Barna Research has published a new report on the importance of church attendance among Americans. You can read the report HERE.
According to Barna, approximately 50% of believing Americans do not feel that church attendance plays a significant role in their spiritual formation. In fact, church attendance didn’t even make the top ten list of practices believers find helpful in growing their faith. The top two reasons people attend church are to learn about God and feel closer to Him. But according to the report, ” Adults are aware of their very real spiritual needs, yet they are increasingly dissatisfied with the church’s attempt to meet those spiritual needs and are turning elsewhere.” The irony I find in this research is that the more the church strives for cultural relevance, the more distasteful it becomes in the eyes of culture.

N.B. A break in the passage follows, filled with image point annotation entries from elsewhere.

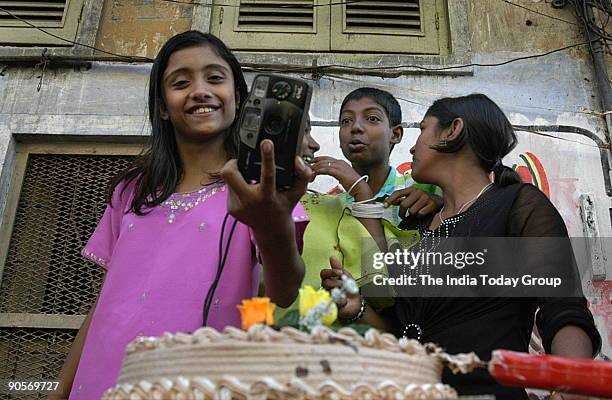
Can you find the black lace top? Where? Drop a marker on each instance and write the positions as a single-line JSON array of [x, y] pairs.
[[485, 324]]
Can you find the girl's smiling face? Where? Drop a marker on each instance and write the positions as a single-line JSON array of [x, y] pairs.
[[199, 94]]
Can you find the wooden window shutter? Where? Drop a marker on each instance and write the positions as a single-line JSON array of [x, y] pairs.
[[390, 26], [275, 25], [59, 17]]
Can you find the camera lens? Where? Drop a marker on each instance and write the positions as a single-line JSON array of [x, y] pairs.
[[274, 126], [281, 90]]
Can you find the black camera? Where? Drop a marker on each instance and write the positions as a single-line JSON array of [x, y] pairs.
[[276, 109]]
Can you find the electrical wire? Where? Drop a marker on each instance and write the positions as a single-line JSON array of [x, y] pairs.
[[142, 59], [539, 13]]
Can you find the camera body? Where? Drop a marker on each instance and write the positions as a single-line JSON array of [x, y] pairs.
[[276, 109]]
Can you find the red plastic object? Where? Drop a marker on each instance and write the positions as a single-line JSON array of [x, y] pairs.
[[568, 375]]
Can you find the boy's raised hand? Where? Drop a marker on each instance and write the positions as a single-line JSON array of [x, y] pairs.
[[415, 201], [330, 278], [261, 205], [344, 173]]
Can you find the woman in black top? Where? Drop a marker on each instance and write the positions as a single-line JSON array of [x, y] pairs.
[[462, 140]]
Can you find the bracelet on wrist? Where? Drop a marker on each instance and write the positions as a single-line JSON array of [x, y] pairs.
[[357, 316]]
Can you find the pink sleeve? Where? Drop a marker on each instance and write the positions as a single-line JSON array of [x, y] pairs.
[[99, 248], [300, 219]]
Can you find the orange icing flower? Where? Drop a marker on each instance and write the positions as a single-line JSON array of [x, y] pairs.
[[255, 311]]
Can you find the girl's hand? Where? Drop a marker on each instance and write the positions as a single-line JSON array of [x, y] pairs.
[[330, 278], [415, 201], [261, 205], [344, 173]]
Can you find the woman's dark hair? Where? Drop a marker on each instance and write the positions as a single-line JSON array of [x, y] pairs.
[[159, 169], [486, 130]]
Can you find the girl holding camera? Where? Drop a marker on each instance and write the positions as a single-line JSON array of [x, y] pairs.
[[181, 215]]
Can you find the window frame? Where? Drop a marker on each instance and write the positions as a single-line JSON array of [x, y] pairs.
[[22, 153], [86, 31], [269, 39], [459, 49], [19, 33]]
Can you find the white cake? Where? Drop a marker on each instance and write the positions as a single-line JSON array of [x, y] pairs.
[[288, 364]]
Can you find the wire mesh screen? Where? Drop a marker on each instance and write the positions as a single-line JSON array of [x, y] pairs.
[[32, 354], [62, 199]]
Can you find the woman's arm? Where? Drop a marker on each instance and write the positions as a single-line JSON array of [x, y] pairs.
[[564, 321], [572, 341]]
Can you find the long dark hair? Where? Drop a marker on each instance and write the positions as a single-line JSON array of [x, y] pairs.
[[158, 170], [486, 130]]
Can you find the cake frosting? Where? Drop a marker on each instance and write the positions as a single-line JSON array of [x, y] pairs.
[[263, 363]]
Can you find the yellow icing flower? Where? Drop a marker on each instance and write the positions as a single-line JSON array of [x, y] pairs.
[[255, 311], [310, 298]]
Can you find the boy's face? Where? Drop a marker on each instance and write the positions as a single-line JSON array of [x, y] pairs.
[[365, 135]]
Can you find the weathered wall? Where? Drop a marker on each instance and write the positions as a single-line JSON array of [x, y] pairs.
[[108, 100], [140, 28]]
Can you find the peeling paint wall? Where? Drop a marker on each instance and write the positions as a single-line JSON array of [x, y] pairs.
[[140, 27], [108, 100]]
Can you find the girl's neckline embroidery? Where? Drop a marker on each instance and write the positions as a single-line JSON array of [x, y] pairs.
[[181, 202]]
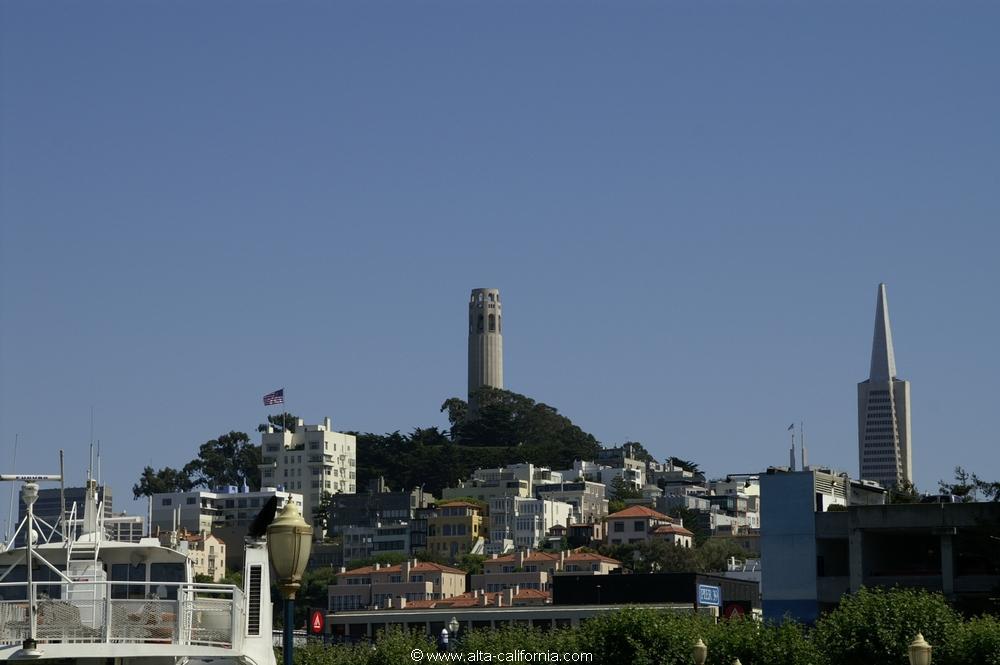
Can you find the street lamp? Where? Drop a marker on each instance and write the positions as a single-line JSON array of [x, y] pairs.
[[453, 627], [920, 651], [699, 652], [289, 540]]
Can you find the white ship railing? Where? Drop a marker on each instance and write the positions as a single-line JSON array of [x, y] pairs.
[[209, 615]]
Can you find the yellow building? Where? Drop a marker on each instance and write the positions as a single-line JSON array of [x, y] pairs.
[[456, 529]]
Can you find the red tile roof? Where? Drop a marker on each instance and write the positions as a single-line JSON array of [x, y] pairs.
[[421, 567], [672, 528], [468, 599], [534, 556], [640, 511], [591, 556]]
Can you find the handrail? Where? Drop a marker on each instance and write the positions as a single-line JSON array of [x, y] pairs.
[[195, 614]]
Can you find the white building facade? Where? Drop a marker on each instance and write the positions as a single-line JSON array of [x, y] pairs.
[[310, 461], [526, 521], [201, 511]]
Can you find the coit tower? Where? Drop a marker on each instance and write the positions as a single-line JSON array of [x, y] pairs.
[[485, 340]]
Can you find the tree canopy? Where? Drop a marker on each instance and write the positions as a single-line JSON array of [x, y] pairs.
[[968, 487], [229, 459], [283, 422]]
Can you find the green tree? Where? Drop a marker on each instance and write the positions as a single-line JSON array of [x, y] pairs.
[[622, 490], [160, 481], [687, 465], [904, 493], [504, 418], [638, 451], [282, 422], [876, 625], [964, 486], [321, 513], [229, 459]]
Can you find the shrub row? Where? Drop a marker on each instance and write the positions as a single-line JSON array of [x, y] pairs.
[[871, 627]]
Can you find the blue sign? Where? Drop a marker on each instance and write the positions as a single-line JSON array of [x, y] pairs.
[[709, 595]]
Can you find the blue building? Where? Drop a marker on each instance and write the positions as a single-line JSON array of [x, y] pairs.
[[790, 502]]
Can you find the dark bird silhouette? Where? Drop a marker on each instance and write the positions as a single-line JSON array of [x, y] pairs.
[[258, 528]]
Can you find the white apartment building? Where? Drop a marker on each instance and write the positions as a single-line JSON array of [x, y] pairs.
[[312, 460], [206, 552], [201, 511], [526, 521]]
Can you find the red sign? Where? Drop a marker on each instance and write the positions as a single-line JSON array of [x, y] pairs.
[[317, 622], [734, 610]]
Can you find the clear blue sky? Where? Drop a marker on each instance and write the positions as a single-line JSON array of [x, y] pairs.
[[686, 206]]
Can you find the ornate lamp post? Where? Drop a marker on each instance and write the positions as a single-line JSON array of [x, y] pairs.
[[920, 651], [289, 540], [699, 652]]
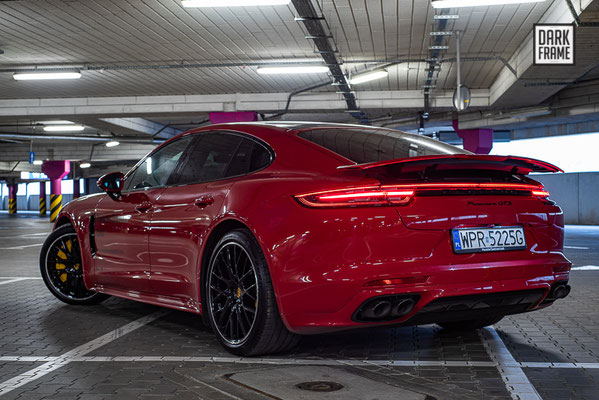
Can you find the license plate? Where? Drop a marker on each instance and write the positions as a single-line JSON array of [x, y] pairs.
[[476, 240]]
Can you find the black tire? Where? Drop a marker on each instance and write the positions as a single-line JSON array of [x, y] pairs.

So what do we do with this information? First, I believe we need to be unapologetically biblical in our approach to worship and discipleship. When I go to a restaurant I expect food. I’m never surprised or indignant that food is offered to me. Along the same line, I believe people come to church and expect to hear and understand what the Bible has to say. We should not be apologetic to offer the “Bread of Life” to all ages. Second, I think we need to do our best to live the Bible authentically. One of the reasons people in the study cite for their withdrawal from church is the hypocrisy of the members. The word hypocrite finds its etymology in Greek theater. It means, “one who wears a mask.” The Christian faith must be practiced with deep intentionality. When we fail to live within range of Christ’s expectations, we wear the mask of something we profess but don’t actually believe. And that hypocrisy is what makes churches irrelevant.
Next month we celebrate Holy Week and Easter. My hope for us is that we will not limit our celebration to one week a year, but will discover the joys of the power of the resurrection each and every day we live!